Tuesday, December 20, 2011

Inbreeding

Inbreeding is becoming more of a concern for weredogs. Inbreeding is bad. Crossbreeding is good. Humans figured this out a long time ago. The larger or more robust a gene pool the better for that species. More genes, or alleles, in a species genome means more traits and tools for survival.

But people continue to inbreed dogs. Dog breeders are the worst inbreeders. It is criminal.

I have known of only 1 werebulldog in the past half-century. This is because of their physical limitations. He is just over 100 years old. He is furious with the Bulldog Club of American (BCA). He says they are destroying the very breed which they are supposed to be propagating and protecting.

Many people also love to engage in intellectual inbreeding, which has the same effect - logical and intellectual sterilization and defects. It has always been amazing to me how humans, capable of such staggering intellectual and artistic heights, can discount facts and believe what they want to believe. I don't understand it. Can anyone explain it to me?

In the woods, hunting, or on the battlefield, fighting, if you ignore the facts and see what you want to see, you're dead.

Monday, December 19, 2011

Can you find the weredog?

He's the one who looks mortified. Oops. That's all of them.


Thursday, December 8, 2011

Weekend Alert

All hell broke loose this weekend. An alert was sent out to all KC packs based on reports of impending neo attacks on both weredogs. werewolves and people.

The alerts did not allow for much finesse or planning. Many weredogs just had to take off, from wherever they were at the time. I operated yesterday with a weredog who is currently a police dog with the KCPD. He had to jump out of his police car, while his handler was doing a routine stop, and take off. The cops are using helicopters to search for him. He shakes his head when he talks about it. What a mess it is going to be going back.

Caitlyn and the weregirls are becoming tight friends. They know what she is, have known. They can smell what she is. It took them some time to discern her scent. I don't allow myself to get too close to them. I don't want them to discern my scent. Not yet.

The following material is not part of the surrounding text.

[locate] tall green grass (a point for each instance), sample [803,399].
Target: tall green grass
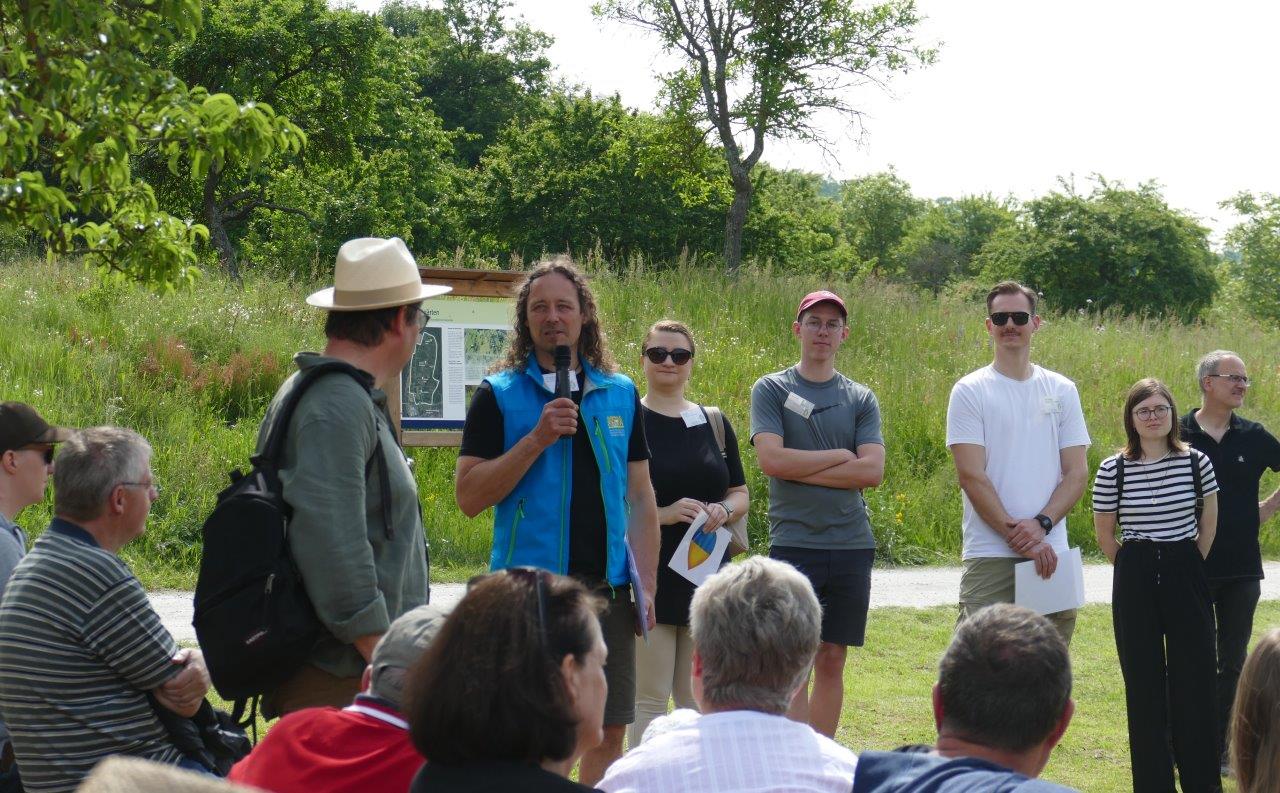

The dad is thick with PTSD. I can smell it on him. I can see it in the way he moves, the way he walks, the way he clenches his hands.

Nearly all combat vets return with some degree of PTSD. Dogs too. Weredogs too. Some are effected more than others. If it is a problem and how much of a problem depends on a lot of factors - if the soldier has family and support, if he or she turns to booze or drugs, if they do PT, exercise regularly, if they have something religious or spiritual to sustain them, something to heal their heart, mind and soul. Some need counseling. Some don't.

The Army and rest of the military is more treating and recognizing PTSD in military dogs. Dogs are being diagnosed with PTSD, in Afghanistan and Iraq, and treated and retired based on their PTSD. It was not too long ago that military dogs were simply "destroyed" for being defective when they exhibited signs of stress and strain, symptoms now known to be PTSD.

The fact that more people, in particular the military, are recognizing PTSD in dogs is good. It requires that people recognize the emotional life of dogs.

Dogs having emotions has long been trigger issue for a lot of people, people who claim that only mankind has emotions, and to say that dogs and other animals have emotions is to unbalance the order of the world. But I am told that the opposite is true to any person who has ever looked into the eyes of a dog.